# DATA RETRIEVAL WITH BGG API FOR IMAGES, DESCRIPTIONS & PRICES

## IMPORT LIBRARIES

In [1]:
import pandas as pd
import requests
import xmltodict
import random
import json
from IPython.display import clear_output
from xml.etree import ElementTree

## Functions

In [2]:
def extract_euro_data(data):
    # Initialize empty lists to store items with prices in different currencies
    euro_data = []  # For items with price in euros
    
    try:
        # Iterate through each item in the provided data list
        for item in data:
            # Check if the item's currency is 'EUR'
            if item['price']['@currency'] == 'EUR':
                # If the currency is 'EUR', add the item to the euro_data list
                euro_data.append(item)
    except TypeError:
        # This part handles the case when the 'data' itself is a single item, not a list of items
        # Check if the item's currency is 'EUR'
        if data['price']['@currency'] == 'EUR':
            # If the currency is 'EUR', assign the single item to the euro_data list
            euro_data = data
    
    if not euro_data:
        # If there are no items with price in euros, return 0
        return 0
    
    # Return the list of items with price in euros
    return euro_data

In [3]:
def get_data_bgg(sample):
    # Initialize empty lists to store the extracted data
    wait_time = 0.3  # A wait time in seconds between API requests (not used in this code)
    bgg_id = []  # List to store board game IDs
    image = []  # List to store board game images
    description = []  # List to store board game descriptions
    geekersprice = []  # List to store the most recent Geekers price of the board game
    currency = []  # List to store the currency of the most recent Geekers price
    listdate = []  # List to store the most recent list date of the board game
    link = []  # List to store the link of the most recent Geekers price listing
    a = 0  # Counter for tracking the progress while processing the board game IDs

    # Loop through each board game ID in the sample list
    for s in sample:
        clear_output(wait=True)  # Clear the output display to show the current progress
        print(a)  # Print the current progress (counter value)
        a += 1  # Increment the counter

        # Send a GET request to the specified URL to retrieve data in XML format
        response = requests.get(f'https://boardgamegeek.com/xmlapi/boardgame/{s}?marketplace=1')
        # Parse the XML response into a Python dictionary using xmltodict library
        # process_namespaces=True is set to process any XML namespaces if present
        dict_data = xmltodict.parse(response.content, process_namespaces=True)
        # Decode the response content from bytes to a UTF-8 string
        decoded_response = response.content.decode('utf-8')
        # Convert the decoded XML response into a JSON string and then parse it back into a Python dictionary
        # This step is mainly done to ensure compatibility and consistency when working with the data further
        response_json = json.loads(json.dumps(xmltodict.parse(decoded_response)))

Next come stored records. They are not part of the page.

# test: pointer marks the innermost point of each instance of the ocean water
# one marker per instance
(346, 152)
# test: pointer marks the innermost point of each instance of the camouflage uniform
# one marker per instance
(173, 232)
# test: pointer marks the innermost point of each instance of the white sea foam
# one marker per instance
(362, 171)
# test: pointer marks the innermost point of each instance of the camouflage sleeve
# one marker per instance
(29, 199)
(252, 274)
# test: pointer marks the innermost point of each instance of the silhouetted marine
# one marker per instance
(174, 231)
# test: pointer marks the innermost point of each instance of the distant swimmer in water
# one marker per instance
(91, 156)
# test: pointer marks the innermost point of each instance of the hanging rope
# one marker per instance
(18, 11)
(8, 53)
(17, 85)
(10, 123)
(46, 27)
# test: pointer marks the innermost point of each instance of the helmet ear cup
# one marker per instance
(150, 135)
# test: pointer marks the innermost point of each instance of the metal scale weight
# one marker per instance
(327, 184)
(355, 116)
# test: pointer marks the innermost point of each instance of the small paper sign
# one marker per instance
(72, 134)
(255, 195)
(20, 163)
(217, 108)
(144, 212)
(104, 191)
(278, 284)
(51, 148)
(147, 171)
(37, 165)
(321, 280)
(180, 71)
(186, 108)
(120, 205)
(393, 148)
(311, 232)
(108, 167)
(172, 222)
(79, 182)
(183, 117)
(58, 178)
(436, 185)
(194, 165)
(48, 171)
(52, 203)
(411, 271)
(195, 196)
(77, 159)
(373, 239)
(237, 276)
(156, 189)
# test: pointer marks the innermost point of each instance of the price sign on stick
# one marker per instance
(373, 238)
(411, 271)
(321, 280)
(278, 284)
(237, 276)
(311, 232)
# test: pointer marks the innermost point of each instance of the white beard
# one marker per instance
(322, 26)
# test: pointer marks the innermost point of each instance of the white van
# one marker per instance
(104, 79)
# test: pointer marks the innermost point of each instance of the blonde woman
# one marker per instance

        # Extract relevant data from the response and append it to the respective lists
        try:
            bgg_id.append(response_json['boardgames']['boardgame']['@objectid'])
            description.append(response_json['boardgames']['boardgame']['description'])
            image.append(response_json['boardgames']['boardgame']['image'])
        except KeyError:
            continue

        try:
            # Extract the most recent Euro data using the extract_euro_data function
            euro_data = extract_euro_data(response_json['boardgames']['boardgame']['marketplacelistings']['listing'])
            try:
                if euro_data != 0:  # If euro_data is not zero (i.e., there's Euro currency data available)
                    most_recent_listdate = max(euro_data, key=lambda x: x['listdate'])
                    geekersprice.append(most_recent_listdate.get('price').get("#text"))
                    currency.append(most_recent_listdate.get('price').get('@currency'))
                    listdate.append(most_recent_listdate.get('listdate'))
                    link.append(most_recent_listdate.get('link').get('@href'))
                else:  # If euro_data is zero (no Euro currency data available)
                    geekersprice.append(0.00)
                    currency.append('EUR')
                    listdate.append('')
                    link.append('')
            except TypeError:
                # Handle the case when there is only one listing, and extract_euro_data returns a dictionary
                most_recent_listdate = euro_data
                geekersprice.append(most_recent_listdate.get("#text"))
                currency.append(most_recent_listdate.get('price').get('@currency'))
                listdate.append(most_recent_listdate.get('price').get('listdate'))
                link.append(most_recent_listdate.get('link').get('@href'))
        except KeyError:
            # Handle the case when there is no marketplace data for the board game
            geekersprice.append(0.00)
            currency.append('EUR')
            listdate.append('')
            link.append('')

        # Create a pandas DataFrame using the extracted data
        df = pd.DataFrame(zip(bgg_id, image, description, geekersprice, currency, listdate, link))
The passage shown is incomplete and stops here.